Wednesday, 24 February 2016

a dangerous truth

The Eagleman programmes about the brain are not easy to find on the BBC and this causes me to wonder if there is a conspiracy.
Why do you wonder about that?
I don't know so I will follow the thought trains as they appear from the unconscious.
Go for it.
Shakespeare's Julius Caesar reckoned that “Yond Cassius has a lean and hungry look. He thinks too much. Such men are dangerous.”
Ah yes – conspiracy, thinking, danger, threatening authority
When I was a teenager I reckoned that I had 'a sermon that never will bear preaching'. There was also the idea that 'he rationalised his thought about everything he sought and so he annihilated pleasure'.
Ah yes – adolescent angst.
And those ideas were linked to the cultural classics – 'no pain, no gain', and 'the devil finds work for idle hands'. And there is the notion that I should respect the cultural 'good and great' who were my 'elders and betters'.
Ah yes – Scottish Presbyterianism.
But then I was inspired by the thoughts of anarchists while studying psychology, chemistry, botany and zoology.
So what was the gist of the unpreachable sermon?
The merits of thinking in terms of evolution and the scientific method as the 'true' road to 'truth'.
This links to a group of other linguistic bombshells:

The only constant thing is change.
The only certainty is doubt.
God is dead.
There must be better ways to be human.
Make the world a better place.
Progress is possible.
Whose reality counts?
The reality that can be described is not the real reality.

So what does this have to do with Eagleman and the brain?
Neuroscience and evolutionary psychology are causing a paradigm shift. Before Freud, at least in the west, the unconscious was mysterious and under rated. During Freud there was special talk so as to subjectively figure what was happening in the unconscious.

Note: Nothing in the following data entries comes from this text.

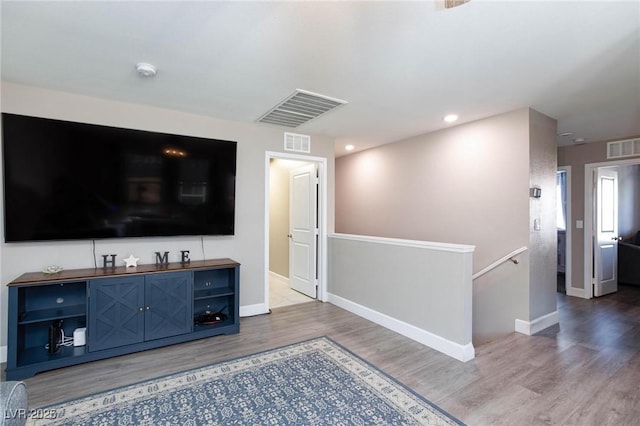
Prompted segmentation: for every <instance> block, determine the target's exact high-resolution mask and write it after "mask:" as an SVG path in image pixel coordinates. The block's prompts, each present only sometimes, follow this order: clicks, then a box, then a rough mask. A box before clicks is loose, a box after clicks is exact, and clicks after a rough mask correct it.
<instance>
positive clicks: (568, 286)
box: [567, 286, 588, 299]
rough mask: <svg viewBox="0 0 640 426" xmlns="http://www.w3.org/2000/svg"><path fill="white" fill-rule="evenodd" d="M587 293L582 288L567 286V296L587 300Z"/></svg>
mask: <svg viewBox="0 0 640 426" xmlns="http://www.w3.org/2000/svg"><path fill="white" fill-rule="evenodd" d="M586 293H587V292H586V291H584V289H583V288H575V287H571V286H567V296H573V297H580V298H582V299H588V297H587V294H586Z"/></svg>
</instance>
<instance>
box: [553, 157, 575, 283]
mask: <svg viewBox="0 0 640 426" xmlns="http://www.w3.org/2000/svg"><path fill="white" fill-rule="evenodd" d="M570 179H571V167H559V168H558V171H557V173H556V198H557V216H556V228H557V230H558V277H557V291H558V293H564V294H566V293H567V282H568V283H571V256H570V253H571V244H570V243H569V242H570V241H571V226H568V225H569V224H570V223H571V203H568V202H567V200H569V199H570V191H571V184H570Z"/></svg>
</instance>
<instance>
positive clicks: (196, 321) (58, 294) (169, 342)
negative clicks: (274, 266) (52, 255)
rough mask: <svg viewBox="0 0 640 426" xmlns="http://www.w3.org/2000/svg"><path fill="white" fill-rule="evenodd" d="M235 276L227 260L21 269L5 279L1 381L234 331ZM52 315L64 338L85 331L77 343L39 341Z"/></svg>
mask: <svg viewBox="0 0 640 426" xmlns="http://www.w3.org/2000/svg"><path fill="white" fill-rule="evenodd" d="M239 281H240V264H239V263H237V262H235V261H233V260H231V259H213V260H203V261H191V262H190V263H185V264H183V263H169V264H163V265H139V266H137V267H135V268H131V267H129V268H127V267H124V266H122V267H116V268H96V269H76V270H68V271H67V270H63V271H61V272H58V273H56V274H45V273H43V272H31V273H26V274H23V275H21V276H20V277H18V278H17V279H15V280H14V281H12V282H10V283H9V284H7V286H8V287H9V318H8V342H7V346H8V353H7V368H6V377H7V380H19V379H23V378H26V377H31V376H33V375H34V374H36V373H38V372H42V371H47V370H52V369H55V368H61V367H67V366H71V365H75V364H79V363H83V362H89V361H95V360H98V359H104V358H110V357H113V356H118V355H123V354H128V353H132V352H138V351H143V350H147V349H153V348H158V347H161V346H166V345H172V344H176V343H182V342H186V341H189V340H195V339H201V338H204V337H211V336H216V335H219V334H235V333H238V332H239V331H240V320H239V314H238V311H239ZM60 320H62V330H63V333H64V336H65V337H66V338H67V339H65V340H70V339H68V338H71V337H72V336H74V331H75V330H78V329H80V330H82V329H83V328H84V329H85V330H86V331H85V332H86V335H85V339H84V340H85V342H84V343H85V344H84V345H83V346H77V345H76V346H74V344H73V343H72V342H71V341H69V344H68V346H64V345H62V346H60V348H58V349H57V350H52V351H50V350H49V349H48V348H47V345H48V342H49V333H50V328H51V326H52V324H54V323H59V321H60ZM78 343H82V342H76V344H78Z"/></svg>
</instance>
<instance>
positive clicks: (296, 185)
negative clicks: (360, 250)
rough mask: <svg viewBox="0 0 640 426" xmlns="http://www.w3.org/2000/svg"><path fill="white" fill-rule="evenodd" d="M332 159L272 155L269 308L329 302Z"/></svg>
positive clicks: (268, 227) (270, 163) (270, 212)
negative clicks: (328, 218) (329, 193)
mask: <svg viewBox="0 0 640 426" xmlns="http://www.w3.org/2000/svg"><path fill="white" fill-rule="evenodd" d="M325 171H326V159H325V158H317V157H310V156H304V155H295V154H286V153H274V152H267V155H266V176H265V181H266V185H267V187H266V206H265V229H266V232H265V259H266V262H265V264H266V268H265V269H266V271H265V305H266V306H267V307H268V308H269V309H271V308H277V307H282V306H287V305H292V304H297V303H304V302H309V301H313V300H322V301H325V300H326V296H325V294H326V290H325V289H326V285H325V276H326V272H325V270H326V260H325V259H326V172H325Z"/></svg>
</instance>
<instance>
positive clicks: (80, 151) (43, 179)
mask: <svg viewBox="0 0 640 426" xmlns="http://www.w3.org/2000/svg"><path fill="white" fill-rule="evenodd" d="M236 145H237V144H236V142H232V141H225V140H217V139H207V138H199V137H191V136H179V135H173V134H165V133H156V132H148V131H140V130H132V129H122V128H116V127H108V126H99V125H94V124H83V123H75V122H69V121H61V120H52V119H46V118H38V117H29V116H24V115H16V114H9V113H3V114H2V146H3V166H4V219H5V220H4V224H5V232H4V235H5V241H6V242H19V241H47V240H77V239H103V238H121V237H156V236H186V235H233V233H234V217H235V176H236Z"/></svg>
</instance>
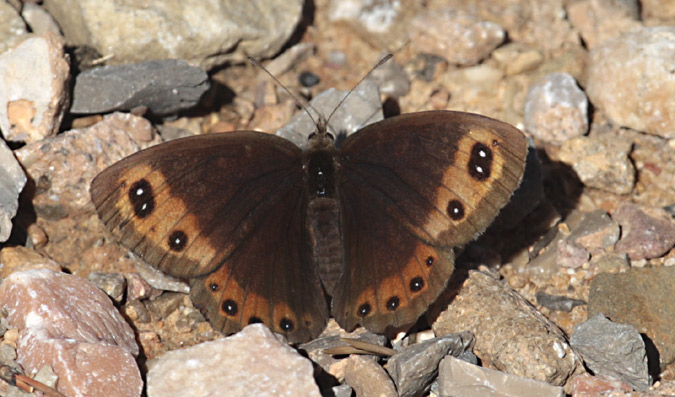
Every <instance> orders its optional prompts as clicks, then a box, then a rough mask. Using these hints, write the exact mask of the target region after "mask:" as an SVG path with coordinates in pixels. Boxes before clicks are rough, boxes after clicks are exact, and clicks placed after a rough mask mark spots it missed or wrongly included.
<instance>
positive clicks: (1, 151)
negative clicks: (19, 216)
mask: <svg viewBox="0 0 675 397" xmlns="http://www.w3.org/2000/svg"><path fill="white" fill-rule="evenodd" d="M25 185H26V174H24V173H23V169H22V168H21V166H20V165H19V162H18V161H17V160H16V158H15V157H14V154H13V153H12V150H11V149H10V148H9V147H8V146H7V144H6V143H5V141H3V140H2V139H0V242H3V241H7V239H8V238H9V236H10V234H11V232H12V218H14V216H15V215H16V211H17V209H18V208H19V193H21V190H23V187H24V186H25Z"/></svg>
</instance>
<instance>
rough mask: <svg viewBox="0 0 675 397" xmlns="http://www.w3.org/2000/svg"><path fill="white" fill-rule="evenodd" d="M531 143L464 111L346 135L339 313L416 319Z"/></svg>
mask: <svg viewBox="0 0 675 397" xmlns="http://www.w3.org/2000/svg"><path fill="white" fill-rule="evenodd" d="M526 153H527V143H526V140H525V138H524V136H523V134H522V133H521V132H520V131H518V130H517V129H516V128H514V127H512V126H510V125H507V124H505V123H502V122H499V121H497V120H493V119H490V118H487V117H483V116H479V115H474V114H469V113H461V112H422V113H413V114H409V115H403V116H399V117H395V118H391V119H387V120H384V121H381V122H379V123H375V124H371V125H369V126H367V127H365V128H364V129H362V130H361V131H359V132H357V133H356V134H354V135H353V136H351V137H349V138H348V139H347V140H346V141H345V143H344V145H343V147H342V153H341V172H340V176H339V179H338V189H339V192H340V201H341V205H342V215H343V225H344V241H345V247H344V249H345V258H346V259H345V262H346V268H345V273H344V274H343V277H342V278H341V280H340V282H339V283H338V287H337V289H336V294H335V296H334V306H333V312H334V314H335V316H336V319H337V320H338V322H339V323H340V324H341V325H342V326H344V327H346V328H348V329H350V328H353V326H354V325H355V324H357V323H360V324H362V325H364V326H366V327H367V328H369V329H371V330H373V331H376V332H378V331H382V330H384V328H385V327H386V326H389V325H391V326H394V327H402V326H405V325H406V324H408V325H409V324H411V323H412V322H414V321H415V320H416V319H417V317H419V315H420V314H422V312H424V310H425V309H426V307H427V306H428V305H429V304H430V303H431V302H433V300H435V299H436V297H437V296H438V295H439V294H440V292H441V291H442V289H443V288H444V286H445V285H446V283H447V280H448V278H449V277H450V275H451V274H452V271H453V269H454V255H453V252H452V248H453V247H456V246H461V245H463V244H466V243H467V242H469V241H470V240H472V239H473V238H474V237H475V236H476V235H477V234H478V233H481V232H482V231H483V230H485V228H486V227H487V226H488V225H489V224H490V222H491V221H492V220H493V219H494V217H495V216H496V215H497V213H498V211H499V209H501V208H502V207H503V206H504V205H505V204H506V203H507V202H508V200H509V198H510V196H511V195H512V193H513V191H514V190H515V189H516V187H517V186H518V184H519V183H520V179H521V177H522V173H523V170H524V166H525V155H526Z"/></svg>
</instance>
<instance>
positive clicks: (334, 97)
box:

After Freud there are neurologists with brain scanners who are objectively mapping the neural correlates of consciousness (NCC). Social psychologists are uncovering the many ways that the unconscious is really in control most of the time; and evolutionary psychologists are figuring why and how the various mind/brain interactions came into being.
There is a lot going on!
And I think that the BBC, or parts of it, are trying to bury the Eagleman programmes because of their potential to radicalise people. The truth shall set you free.
But you were suggesting that there is no real reality, no true truth.
Evolution and science don't need 'truth'. They operate in terms of the best working hypotheses given the evidence presently available.
That seems reason-able.
Yes – but - The patronising, hegemonic elite are quite happy to keep the peasants in ignorance as they are then easy to rouse by propaganda and to exterminate in wars.